El masaje es una técnica terapéutica que ha madurado en las últimas décadas. Ya en el año 430 a. C. Hipócrates, padre de la medicina, discutiendo el tratamiento de un hombro dislocado, luego de reducirlo, dijo: "Y es necesario friccionar el hombro con delicadeza y suavemente".
Pero sólo se puede practicar teniendo conocimientos, porque cosas que tienen el mismo nombre no producen los mismos efectos; por ejemplo, el masaje puede afirmar una articulación que está muy suelta, o aflojar una que está muy dura.
Gracias a los numerosos aportes realizados por médicos, fisioterapeutas, masajistas, etc., cada vez se torna más necesario realizarlo. Estos profesionales se han dedicado a estudiar el mecanismo y efecto del masaje. Últimamente es una terapia muy importante y fundamental en todo programa de rehabilitación, siempre que se desea obtener efectos terapéuticos sobre las estructuras musculares esqueléticas.
De los masajes clásicos conocidos en la medicina occidental por las escuelas suecas de Ling y otros, se ha pasado en los últimos tiempos a otras modalidades y técnicas, que si bien tienen mucho de la anterior escuela, ya no se relacionan tan directamente.
Tomemos como ejemplo, el "masaje transverso profundo" como es el método del Dr. Cyriax: F.T.P. (Fricción Transversa Profunda), técnica que permite llegar a planos profundos para aliviar, brindando una analgesia en partes blandas lesionadas que perturban el movimiento y producen gran dolor.
Con este masaje en las regiones lesionadas que impiden la movilidad normal, el paciente siente el toque del dedo del terapeuta, produciéndose un contacto que, al deslizarse con la piel por medio del tejido celular subcutáneo, provoca dolor pero luego viene la calma. Por este efecto analgésico, algunos autores lo han llamado "fricción profunda", o "movilización transversa profunda".

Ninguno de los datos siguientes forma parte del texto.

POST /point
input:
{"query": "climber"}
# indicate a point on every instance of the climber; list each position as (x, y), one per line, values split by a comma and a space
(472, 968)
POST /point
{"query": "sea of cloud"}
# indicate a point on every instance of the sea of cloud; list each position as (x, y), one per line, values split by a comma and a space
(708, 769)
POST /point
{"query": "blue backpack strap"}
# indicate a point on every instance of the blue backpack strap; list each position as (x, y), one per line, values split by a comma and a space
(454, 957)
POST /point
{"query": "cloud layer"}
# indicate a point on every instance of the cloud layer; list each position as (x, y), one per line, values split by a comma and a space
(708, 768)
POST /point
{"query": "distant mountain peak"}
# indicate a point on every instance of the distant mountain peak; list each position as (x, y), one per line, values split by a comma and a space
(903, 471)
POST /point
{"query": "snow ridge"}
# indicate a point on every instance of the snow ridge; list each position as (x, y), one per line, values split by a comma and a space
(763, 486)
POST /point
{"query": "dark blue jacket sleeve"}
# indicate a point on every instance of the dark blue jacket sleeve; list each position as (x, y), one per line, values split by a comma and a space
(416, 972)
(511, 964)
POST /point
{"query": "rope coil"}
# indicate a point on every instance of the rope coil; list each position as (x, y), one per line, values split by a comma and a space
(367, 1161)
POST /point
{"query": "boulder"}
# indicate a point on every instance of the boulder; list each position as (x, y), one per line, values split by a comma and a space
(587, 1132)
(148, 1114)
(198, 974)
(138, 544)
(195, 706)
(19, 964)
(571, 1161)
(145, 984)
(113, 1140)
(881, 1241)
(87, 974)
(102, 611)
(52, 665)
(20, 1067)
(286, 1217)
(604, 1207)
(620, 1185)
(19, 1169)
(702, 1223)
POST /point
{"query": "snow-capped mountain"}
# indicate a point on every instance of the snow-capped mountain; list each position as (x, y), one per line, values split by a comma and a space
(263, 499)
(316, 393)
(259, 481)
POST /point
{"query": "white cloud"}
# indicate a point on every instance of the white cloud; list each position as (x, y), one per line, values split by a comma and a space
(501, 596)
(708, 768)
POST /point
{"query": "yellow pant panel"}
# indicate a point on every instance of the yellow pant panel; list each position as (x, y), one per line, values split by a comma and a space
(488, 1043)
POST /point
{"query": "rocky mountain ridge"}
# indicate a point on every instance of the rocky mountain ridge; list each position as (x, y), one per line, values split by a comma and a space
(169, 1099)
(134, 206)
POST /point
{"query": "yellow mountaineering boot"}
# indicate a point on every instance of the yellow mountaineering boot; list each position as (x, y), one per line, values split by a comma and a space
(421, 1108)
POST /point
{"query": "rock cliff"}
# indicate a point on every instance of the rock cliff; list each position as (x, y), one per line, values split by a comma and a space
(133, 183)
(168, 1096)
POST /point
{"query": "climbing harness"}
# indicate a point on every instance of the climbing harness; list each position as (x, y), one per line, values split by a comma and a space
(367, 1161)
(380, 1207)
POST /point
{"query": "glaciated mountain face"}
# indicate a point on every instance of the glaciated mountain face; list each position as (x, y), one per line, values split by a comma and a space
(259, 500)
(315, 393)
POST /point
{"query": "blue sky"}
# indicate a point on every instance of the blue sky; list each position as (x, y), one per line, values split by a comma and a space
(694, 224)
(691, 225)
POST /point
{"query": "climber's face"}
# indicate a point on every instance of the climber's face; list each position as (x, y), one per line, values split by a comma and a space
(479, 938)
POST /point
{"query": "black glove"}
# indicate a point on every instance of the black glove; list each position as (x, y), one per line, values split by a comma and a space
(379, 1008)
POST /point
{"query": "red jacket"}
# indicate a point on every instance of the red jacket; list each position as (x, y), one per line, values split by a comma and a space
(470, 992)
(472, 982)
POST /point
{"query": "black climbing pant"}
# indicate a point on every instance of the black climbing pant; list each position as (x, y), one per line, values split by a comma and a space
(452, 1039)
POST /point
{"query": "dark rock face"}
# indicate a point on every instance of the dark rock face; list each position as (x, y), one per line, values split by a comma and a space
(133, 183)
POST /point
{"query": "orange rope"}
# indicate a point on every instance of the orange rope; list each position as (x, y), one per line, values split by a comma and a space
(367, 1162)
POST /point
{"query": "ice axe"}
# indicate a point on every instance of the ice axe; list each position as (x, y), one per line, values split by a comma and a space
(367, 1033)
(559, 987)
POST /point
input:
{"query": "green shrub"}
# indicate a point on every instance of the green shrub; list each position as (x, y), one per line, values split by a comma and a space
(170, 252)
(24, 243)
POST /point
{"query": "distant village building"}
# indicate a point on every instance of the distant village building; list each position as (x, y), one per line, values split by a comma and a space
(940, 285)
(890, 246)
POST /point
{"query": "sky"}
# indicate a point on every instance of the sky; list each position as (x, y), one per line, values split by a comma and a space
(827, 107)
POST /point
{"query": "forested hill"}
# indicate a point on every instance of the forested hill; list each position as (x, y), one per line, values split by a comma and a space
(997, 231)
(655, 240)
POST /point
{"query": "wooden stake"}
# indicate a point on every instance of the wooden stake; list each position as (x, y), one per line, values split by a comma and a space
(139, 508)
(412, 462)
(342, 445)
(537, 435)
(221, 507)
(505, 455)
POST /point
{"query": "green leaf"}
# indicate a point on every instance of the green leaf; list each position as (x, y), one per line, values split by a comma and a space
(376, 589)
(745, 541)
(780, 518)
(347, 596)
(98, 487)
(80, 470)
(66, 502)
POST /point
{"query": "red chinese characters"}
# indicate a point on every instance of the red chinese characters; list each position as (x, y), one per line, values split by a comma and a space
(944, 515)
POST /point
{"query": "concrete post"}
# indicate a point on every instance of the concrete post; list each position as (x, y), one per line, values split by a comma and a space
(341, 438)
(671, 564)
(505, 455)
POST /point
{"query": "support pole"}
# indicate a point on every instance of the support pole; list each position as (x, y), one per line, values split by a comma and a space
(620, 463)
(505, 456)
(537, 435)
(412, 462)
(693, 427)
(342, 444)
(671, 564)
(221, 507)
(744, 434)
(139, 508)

Los resultados radicarían en proporcionarle al paciente movimientos terapéuticos en zonas pequeñas, donde el dolor ha producido un traumatismo o un movimiento forzado. Lo más importante de esta técnica es permitir nuevamente la movilidad sin dolor en los músculos, tendones, fascias y ligamentos.
Como indica el Dr. Cyriax, el tratamiento se basa lógicamente en tres principios que considera irrecusables:
1) Todo dolor proviene de una lesión.
2) Todo tratamiento debe llegar a la lesión.
3) Todo tratamiento debe ejercer un efecto beneficioso sobre la lesión.
Este masaje debe ser aplicado transversalmente al tejido lesionado en pequeños espacios, a diferencia de otros masajes donde respetamos el trayecto vascular y se realiza en forma longitudinal, paralelo a las fibras musculares.
El Dr. Cyriax nos enseña a aplicar la técnica, luego de un exhaustivo diagnóstico médico. Este tema es importante, porque en nuestra profesión nos encontramos con patologías difíciles de solucionar.
Además, debemos conocer plenamente la anatomía del ser humano. La piel, por ejemplo, es un órgano sensorial, por lo cual percibe la presión terapéutica, entre otras cosas, y distribuye el beneficio del masaje, ayudando a rehabilitar las zonas afectadas.
En este tratamiento es necesario tener en cuenta:
1. El diagnóstico médico,
2. Nuestros conocimientos sobre anatomía
3. Masaje para saber qué manipulaciones utilizar.